RAY SUAREZ: Is that where these new kinds of mortgages come in, David Lereah?

DAVID LEREAH: Well, right now, lenders, realtors, home builders, Fannie Mae, Freddie Mac, all the different real estate-related organizations are trying hard to bring everyone into the home-buying process. It’s difficult. We’ve made great strides; we’re still far apart. There are still big differences in home ownership rates among minorities, low-income households compared to whites that are middle-class or high-income.

So we have a long way to go, but we have made some positive movements in the right direction, and hopefully Nick will agree with that. We just still have a long way to go.

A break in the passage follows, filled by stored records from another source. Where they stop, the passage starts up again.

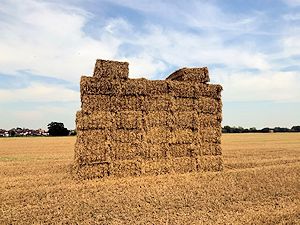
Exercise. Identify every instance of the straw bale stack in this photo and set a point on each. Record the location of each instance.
(133, 127)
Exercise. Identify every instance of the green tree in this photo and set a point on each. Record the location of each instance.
(57, 129)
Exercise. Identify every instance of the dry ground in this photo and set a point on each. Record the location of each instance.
(260, 184)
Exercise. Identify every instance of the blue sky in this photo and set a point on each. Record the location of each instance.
(251, 47)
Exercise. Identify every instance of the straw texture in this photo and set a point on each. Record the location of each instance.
(134, 127)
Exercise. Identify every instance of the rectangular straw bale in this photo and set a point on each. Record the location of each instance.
(157, 167)
(100, 86)
(129, 120)
(209, 163)
(126, 151)
(208, 105)
(181, 89)
(184, 164)
(185, 119)
(191, 75)
(183, 136)
(123, 168)
(96, 120)
(93, 103)
(127, 103)
(158, 135)
(207, 90)
(125, 136)
(180, 150)
(155, 151)
(158, 103)
(135, 87)
(158, 119)
(111, 69)
(95, 170)
(183, 104)
(157, 87)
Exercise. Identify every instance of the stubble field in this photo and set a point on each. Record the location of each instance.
(260, 184)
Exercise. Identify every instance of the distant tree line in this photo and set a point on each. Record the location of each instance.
(54, 129)
(228, 129)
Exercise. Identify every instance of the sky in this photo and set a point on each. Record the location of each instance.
(252, 48)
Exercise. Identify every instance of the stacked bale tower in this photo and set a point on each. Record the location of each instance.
(137, 126)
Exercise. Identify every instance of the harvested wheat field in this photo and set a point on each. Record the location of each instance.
(259, 184)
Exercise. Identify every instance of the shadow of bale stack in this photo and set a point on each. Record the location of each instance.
(132, 127)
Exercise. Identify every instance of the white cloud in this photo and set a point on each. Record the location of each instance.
(48, 39)
(38, 92)
(293, 3)
(262, 86)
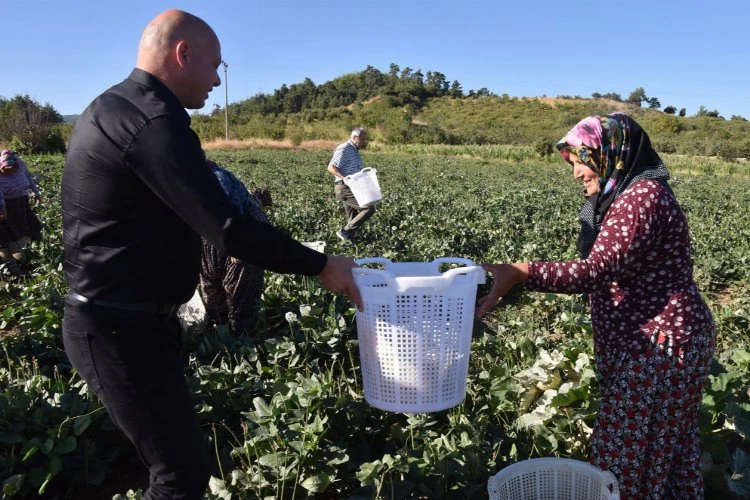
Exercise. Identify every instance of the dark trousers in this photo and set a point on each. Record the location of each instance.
(355, 215)
(131, 361)
(231, 288)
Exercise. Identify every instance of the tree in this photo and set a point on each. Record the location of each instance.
(613, 96)
(30, 127)
(637, 96)
(702, 111)
(456, 90)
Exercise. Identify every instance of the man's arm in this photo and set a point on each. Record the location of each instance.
(334, 170)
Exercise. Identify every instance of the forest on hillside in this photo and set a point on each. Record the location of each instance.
(407, 106)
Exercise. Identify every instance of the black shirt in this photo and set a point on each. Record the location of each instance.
(136, 195)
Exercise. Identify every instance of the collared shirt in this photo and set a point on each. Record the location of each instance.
(136, 195)
(346, 158)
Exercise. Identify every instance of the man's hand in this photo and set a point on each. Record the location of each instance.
(337, 276)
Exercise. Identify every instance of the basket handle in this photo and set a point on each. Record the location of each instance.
(366, 169)
(374, 260)
(453, 260)
(480, 275)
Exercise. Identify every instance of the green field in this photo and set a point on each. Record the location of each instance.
(286, 415)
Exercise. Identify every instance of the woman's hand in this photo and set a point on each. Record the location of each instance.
(504, 277)
(337, 276)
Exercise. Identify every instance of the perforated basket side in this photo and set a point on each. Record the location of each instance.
(365, 187)
(553, 479)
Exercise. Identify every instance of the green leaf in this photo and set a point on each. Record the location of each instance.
(262, 408)
(13, 484)
(317, 483)
(80, 424)
(272, 460)
(66, 445)
(30, 453)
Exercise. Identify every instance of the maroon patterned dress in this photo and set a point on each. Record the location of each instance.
(654, 338)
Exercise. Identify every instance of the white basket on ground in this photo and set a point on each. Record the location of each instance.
(192, 315)
(365, 187)
(553, 479)
(415, 332)
(319, 246)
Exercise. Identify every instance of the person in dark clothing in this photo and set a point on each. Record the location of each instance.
(231, 288)
(136, 200)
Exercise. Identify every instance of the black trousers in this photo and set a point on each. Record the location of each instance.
(131, 361)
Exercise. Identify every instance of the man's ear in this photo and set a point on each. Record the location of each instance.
(182, 52)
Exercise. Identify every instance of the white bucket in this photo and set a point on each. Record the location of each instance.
(415, 332)
(365, 187)
(319, 246)
(558, 478)
(192, 315)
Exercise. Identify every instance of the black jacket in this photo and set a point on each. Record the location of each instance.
(136, 195)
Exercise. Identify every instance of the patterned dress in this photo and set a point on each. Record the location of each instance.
(232, 288)
(15, 186)
(654, 339)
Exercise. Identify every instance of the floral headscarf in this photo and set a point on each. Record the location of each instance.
(8, 162)
(620, 152)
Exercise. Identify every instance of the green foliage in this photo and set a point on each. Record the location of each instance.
(28, 127)
(286, 413)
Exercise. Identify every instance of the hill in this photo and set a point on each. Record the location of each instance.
(406, 106)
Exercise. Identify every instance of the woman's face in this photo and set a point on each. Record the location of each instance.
(584, 174)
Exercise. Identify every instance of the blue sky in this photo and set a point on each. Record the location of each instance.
(686, 53)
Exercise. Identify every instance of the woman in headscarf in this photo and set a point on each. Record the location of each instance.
(654, 336)
(19, 225)
(232, 288)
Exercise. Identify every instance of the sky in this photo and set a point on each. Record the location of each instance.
(686, 53)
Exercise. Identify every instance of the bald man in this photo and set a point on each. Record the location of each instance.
(136, 198)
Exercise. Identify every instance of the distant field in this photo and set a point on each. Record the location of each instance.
(287, 416)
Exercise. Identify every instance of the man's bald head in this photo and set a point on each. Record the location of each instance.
(183, 52)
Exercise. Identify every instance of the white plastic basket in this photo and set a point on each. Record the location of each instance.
(192, 315)
(553, 479)
(365, 187)
(319, 246)
(415, 332)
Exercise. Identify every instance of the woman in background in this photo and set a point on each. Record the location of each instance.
(232, 288)
(654, 336)
(19, 225)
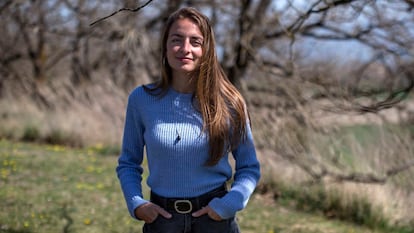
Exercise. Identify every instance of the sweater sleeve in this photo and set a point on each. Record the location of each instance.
(246, 177)
(129, 169)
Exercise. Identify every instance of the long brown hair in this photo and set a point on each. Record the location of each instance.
(222, 106)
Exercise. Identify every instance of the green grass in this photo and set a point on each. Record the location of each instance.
(55, 189)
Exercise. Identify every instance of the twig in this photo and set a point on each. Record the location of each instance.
(122, 9)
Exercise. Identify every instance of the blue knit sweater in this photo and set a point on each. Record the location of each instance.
(170, 129)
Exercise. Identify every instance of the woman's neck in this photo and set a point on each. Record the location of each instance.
(183, 83)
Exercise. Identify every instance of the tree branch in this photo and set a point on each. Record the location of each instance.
(122, 9)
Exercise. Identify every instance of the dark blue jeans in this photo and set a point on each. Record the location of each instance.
(185, 223)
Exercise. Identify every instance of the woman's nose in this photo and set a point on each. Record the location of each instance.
(186, 46)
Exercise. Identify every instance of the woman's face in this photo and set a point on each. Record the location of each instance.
(184, 46)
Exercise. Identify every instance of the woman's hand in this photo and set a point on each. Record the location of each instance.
(207, 210)
(150, 211)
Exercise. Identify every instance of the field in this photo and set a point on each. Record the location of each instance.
(57, 189)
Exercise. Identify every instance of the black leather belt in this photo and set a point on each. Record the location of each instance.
(187, 205)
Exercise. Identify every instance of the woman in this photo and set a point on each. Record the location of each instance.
(188, 123)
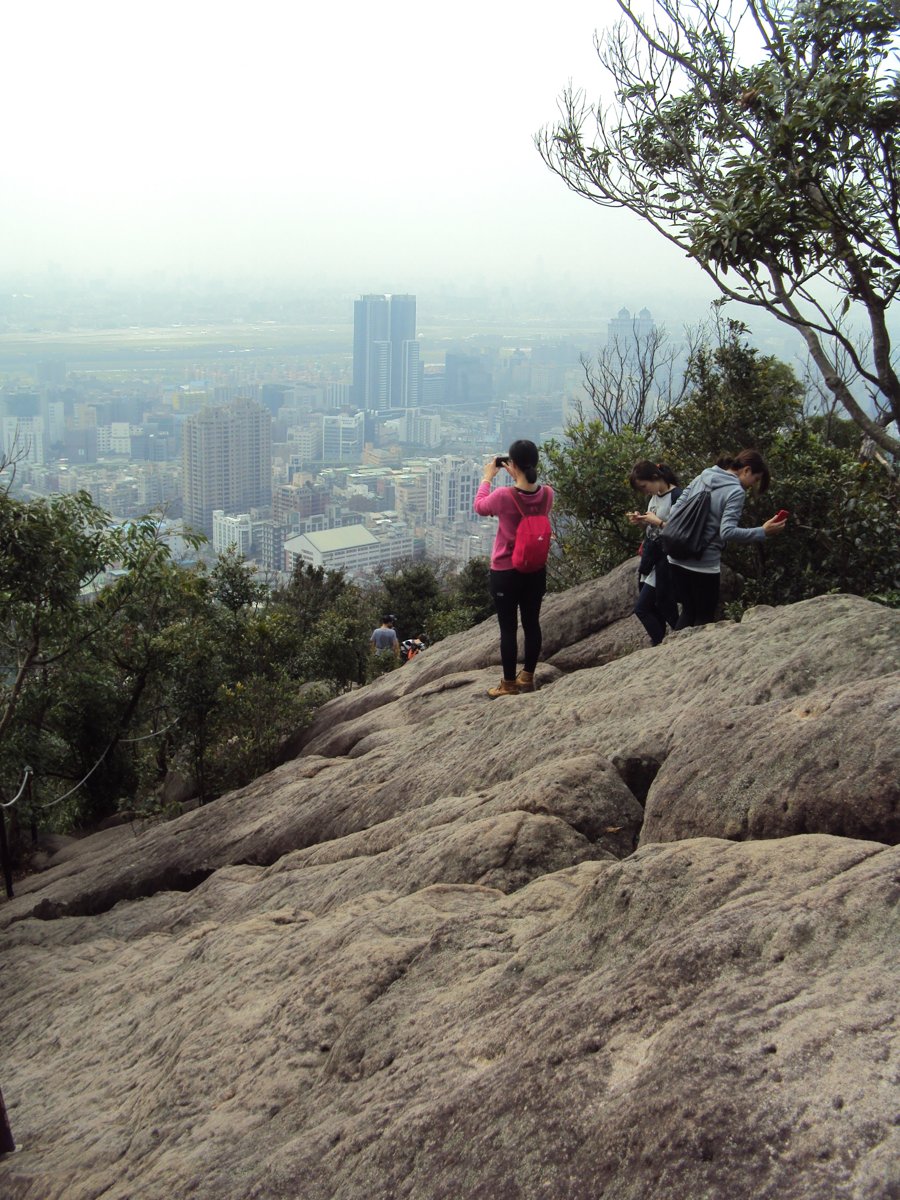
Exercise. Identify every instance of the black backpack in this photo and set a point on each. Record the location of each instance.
(684, 534)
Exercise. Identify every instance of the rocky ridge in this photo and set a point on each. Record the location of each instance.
(631, 935)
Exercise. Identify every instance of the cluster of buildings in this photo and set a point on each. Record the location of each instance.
(312, 466)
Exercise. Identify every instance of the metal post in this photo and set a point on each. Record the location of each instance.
(5, 856)
(6, 1144)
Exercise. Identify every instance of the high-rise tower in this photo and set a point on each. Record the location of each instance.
(385, 353)
(227, 462)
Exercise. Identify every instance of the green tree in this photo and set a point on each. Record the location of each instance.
(735, 399)
(413, 592)
(778, 175)
(589, 474)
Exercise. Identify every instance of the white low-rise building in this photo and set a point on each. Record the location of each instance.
(351, 549)
(232, 532)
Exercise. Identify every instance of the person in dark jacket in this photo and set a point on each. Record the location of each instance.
(697, 580)
(655, 606)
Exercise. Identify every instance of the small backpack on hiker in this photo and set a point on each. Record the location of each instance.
(684, 534)
(533, 534)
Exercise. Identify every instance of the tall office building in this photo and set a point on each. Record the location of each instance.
(405, 353)
(453, 483)
(227, 462)
(385, 353)
(630, 333)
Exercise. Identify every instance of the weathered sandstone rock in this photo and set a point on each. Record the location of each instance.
(423, 960)
(702, 1019)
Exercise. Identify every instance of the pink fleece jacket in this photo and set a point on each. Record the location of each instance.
(501, 503)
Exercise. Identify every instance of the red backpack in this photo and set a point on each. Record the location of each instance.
(533, 534)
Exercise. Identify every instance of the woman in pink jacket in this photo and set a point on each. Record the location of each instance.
(515, 592)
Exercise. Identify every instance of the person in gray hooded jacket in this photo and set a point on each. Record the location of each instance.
(696, 580)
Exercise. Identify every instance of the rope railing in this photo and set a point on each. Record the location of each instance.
(5, 862)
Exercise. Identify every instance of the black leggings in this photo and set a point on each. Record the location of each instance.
(697, 592)
(655, 610)
(515, 592)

I would also caution that we’ve done all this in a very low interest rate environment. And if interest rates begin to creep upwards, and if the economy begins to show more robust recovery, the Federal Reserve, which now is sitting on its hands, history tells us, it will raise rates not once, not twice, but probably numerous times. And that could really hurt and dampen the demand for homes, and hurt the families and households we really want to get into the home buying process, which are minority and low-income.

RAY SUAREZ: And hurt the economic recovery, too, Nicolas Retsinas?

NICOLAS RETSINAS: Absolutely. The housing sector in total, when you add what people spend for homes, what they spend for appliances for their homes, and other kinds of expenditures, accounts for almost a fifth of the Gross Domestic Product. So it’s become a core of our economy.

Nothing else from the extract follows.